Reputation: 11
My team has an application, in which we have different configurations that contains some query data. Each configuration corresponds to some queries and business logic written as glue jobs. When the configuration is executed, the queries are either executed on AWS Athena or/and AWS Glue to get a final result. We do other operations in glue job as well sometimes, depending on our business logic for the configuration. We want to build a testing framework, that can test our business logic. So we can provide some dummy data, either locally or some S3 file/table, and the business logic executes as usual depending on the configuration on this dummy data and executes all the Athena queries or Glue queries/operations and gives us the filtered data, which we can match with some 'expected data' to test our business logic. We want to achieve this with some local computation instead of actual calls to AWS Athena or glue to keep our costs in check. If anyone has any suggestions for this, please let me know.

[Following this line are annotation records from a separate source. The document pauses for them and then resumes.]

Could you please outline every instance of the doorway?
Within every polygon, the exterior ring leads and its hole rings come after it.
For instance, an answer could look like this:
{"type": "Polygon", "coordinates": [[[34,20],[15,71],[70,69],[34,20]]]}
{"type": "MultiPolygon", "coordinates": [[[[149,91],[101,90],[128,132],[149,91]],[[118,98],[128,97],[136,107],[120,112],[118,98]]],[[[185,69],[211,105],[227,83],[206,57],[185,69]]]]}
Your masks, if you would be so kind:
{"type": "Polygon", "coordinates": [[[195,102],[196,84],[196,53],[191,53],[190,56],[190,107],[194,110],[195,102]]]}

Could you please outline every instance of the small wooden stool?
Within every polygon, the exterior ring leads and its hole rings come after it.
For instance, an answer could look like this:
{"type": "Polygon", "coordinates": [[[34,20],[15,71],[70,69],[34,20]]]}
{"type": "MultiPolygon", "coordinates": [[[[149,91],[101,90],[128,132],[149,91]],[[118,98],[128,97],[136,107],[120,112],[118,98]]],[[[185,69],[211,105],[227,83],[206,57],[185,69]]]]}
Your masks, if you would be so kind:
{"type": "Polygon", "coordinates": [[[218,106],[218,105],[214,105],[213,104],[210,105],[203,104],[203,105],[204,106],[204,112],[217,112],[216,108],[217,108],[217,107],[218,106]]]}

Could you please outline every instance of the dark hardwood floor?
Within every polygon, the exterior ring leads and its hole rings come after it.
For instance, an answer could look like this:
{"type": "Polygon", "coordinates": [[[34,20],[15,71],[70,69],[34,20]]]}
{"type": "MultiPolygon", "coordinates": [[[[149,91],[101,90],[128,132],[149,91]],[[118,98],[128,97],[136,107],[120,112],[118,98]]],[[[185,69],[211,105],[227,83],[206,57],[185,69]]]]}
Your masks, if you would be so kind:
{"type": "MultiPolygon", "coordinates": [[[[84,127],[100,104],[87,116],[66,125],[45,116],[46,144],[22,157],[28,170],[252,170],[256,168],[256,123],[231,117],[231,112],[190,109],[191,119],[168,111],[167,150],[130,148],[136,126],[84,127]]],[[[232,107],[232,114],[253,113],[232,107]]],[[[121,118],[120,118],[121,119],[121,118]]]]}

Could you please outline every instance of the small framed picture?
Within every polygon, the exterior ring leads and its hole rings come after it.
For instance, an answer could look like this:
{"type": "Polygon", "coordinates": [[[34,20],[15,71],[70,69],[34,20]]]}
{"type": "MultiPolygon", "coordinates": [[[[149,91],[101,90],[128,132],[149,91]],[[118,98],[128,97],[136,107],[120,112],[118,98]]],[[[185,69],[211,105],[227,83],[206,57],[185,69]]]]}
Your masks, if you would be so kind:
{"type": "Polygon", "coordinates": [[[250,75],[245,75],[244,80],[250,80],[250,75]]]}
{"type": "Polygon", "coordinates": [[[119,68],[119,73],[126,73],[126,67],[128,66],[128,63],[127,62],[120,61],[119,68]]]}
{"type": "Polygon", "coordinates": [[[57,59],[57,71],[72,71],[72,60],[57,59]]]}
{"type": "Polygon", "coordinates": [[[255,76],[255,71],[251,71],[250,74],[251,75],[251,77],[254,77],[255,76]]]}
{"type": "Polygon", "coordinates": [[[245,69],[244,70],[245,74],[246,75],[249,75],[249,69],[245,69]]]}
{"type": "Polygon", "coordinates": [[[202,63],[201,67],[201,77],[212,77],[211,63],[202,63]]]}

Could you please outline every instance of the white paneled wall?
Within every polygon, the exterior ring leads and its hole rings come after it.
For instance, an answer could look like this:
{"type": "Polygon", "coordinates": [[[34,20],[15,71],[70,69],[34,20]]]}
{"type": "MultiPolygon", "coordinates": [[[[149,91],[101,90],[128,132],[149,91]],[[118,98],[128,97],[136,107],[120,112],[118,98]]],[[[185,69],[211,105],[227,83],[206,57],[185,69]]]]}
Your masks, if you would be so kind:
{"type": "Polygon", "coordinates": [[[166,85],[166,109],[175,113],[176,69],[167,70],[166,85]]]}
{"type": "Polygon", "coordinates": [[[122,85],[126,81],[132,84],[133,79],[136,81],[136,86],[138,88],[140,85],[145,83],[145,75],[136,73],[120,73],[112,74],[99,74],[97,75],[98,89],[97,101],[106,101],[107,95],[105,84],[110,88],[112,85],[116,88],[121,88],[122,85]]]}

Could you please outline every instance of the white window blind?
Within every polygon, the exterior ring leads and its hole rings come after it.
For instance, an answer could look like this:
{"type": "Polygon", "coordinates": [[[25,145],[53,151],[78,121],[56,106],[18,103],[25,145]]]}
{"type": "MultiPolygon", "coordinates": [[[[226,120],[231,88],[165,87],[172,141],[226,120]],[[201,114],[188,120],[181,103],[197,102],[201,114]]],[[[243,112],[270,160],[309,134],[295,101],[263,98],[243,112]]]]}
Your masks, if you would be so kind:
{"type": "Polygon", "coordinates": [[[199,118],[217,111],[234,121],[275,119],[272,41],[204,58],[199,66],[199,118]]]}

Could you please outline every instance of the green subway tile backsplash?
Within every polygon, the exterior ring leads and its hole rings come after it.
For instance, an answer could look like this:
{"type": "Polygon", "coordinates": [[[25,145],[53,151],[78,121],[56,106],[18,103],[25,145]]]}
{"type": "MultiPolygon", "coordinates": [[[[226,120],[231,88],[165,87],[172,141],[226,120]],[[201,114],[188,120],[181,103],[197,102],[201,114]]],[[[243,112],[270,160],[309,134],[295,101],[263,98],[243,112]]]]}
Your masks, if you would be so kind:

I found something for AWS glue: developing a docker image but couldn't find anything similar for Athena.
Upvotes: 1
Views: 564
Reputation: 142008
Athena is based on Presto/Trino (depending on engine version you are using) so you can use docker images for those (Trino, Presto). But note that API surface can differ a bit so for "honest" integration testing it is still better to use the Athena itself.
Also Athena charges per data scanned ($5.00 per TB of data scanned) so if your dummy data is small I would argue it would not be that much to just use the Athena itself.
Upvotes: 1